Oleh: Afifah (Muslimah Brebes)
Linimasanews.id—Publik kembali dihebohkan dengan temuan Minyakita oplosan dan kemasan yang tidak sesuai takaran. Dikutip dari Antaranews.com (9/3/2025), terungkap kasus minyak goreng bermerek Minyakita yang dijual tidak sesuai takaran pada label. Ketua Satgas Pangan Polri, Brigjen Pol. Helfi Assegaf, menyatakan penyelidikan dilakukan setelah menemukan ketidaksesuaian produk saat inspeksi di Pasar Lenteng Agung, Jakarta Selatan.

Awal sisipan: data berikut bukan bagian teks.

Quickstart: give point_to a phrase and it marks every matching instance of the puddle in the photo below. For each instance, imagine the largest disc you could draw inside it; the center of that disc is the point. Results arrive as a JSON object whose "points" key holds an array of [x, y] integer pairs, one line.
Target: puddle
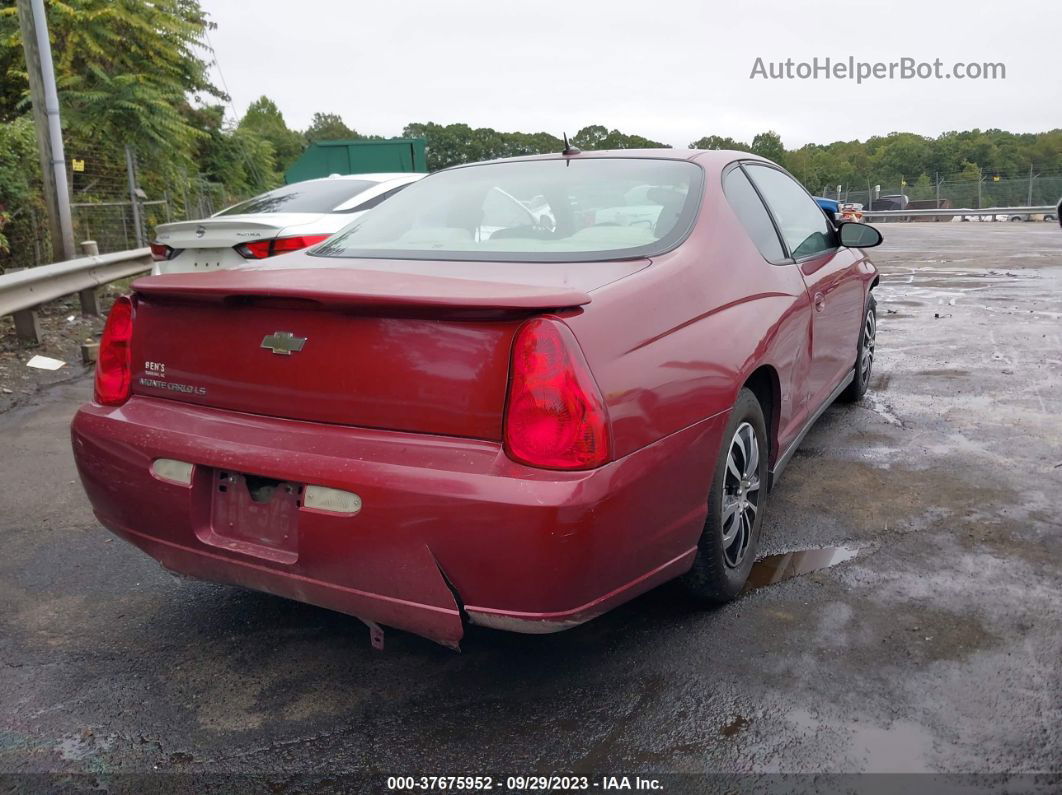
{"points": [[735, 727], [775, 568]]}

Minyakita merupakan subsidi pemerintah untuk menyediakan minyak goreng terjangkau bagi masyarakat, terutama kalangan menengah ke bawah. Namun, kecurangan di pasar merugikan masyarakat. Kasus ini menunjukkan kegagalan negara mengatasi kecurangan korporat yang berorientasi keuntungan. Aparat sering hanya menutup perusahaan terkait tanpa menindak tegas, sehingga kasus serupa terus berulang. Negara terlihat lemah menghadapi korporat yang menguasai produksi kebutuhan pokok rakyat.
Dalam paradigma kapitalis, negara cenderung abai terhadap kepentingan rakyat dan baru bertindak setelah terjadi kerugian. Padahal, seharusnya negara berperan sebagai raa’in (pengurus) dan junnah (pelindung) bagi rakyat. Namun, sistem kapitalisme menyebabkan distribusi kebutuhan pangan dikuasai korporasi, bukan negara. Negara hanya menjadi regulator dan fasilitator, tanpa sanksi tegas bagi korporat yang curang.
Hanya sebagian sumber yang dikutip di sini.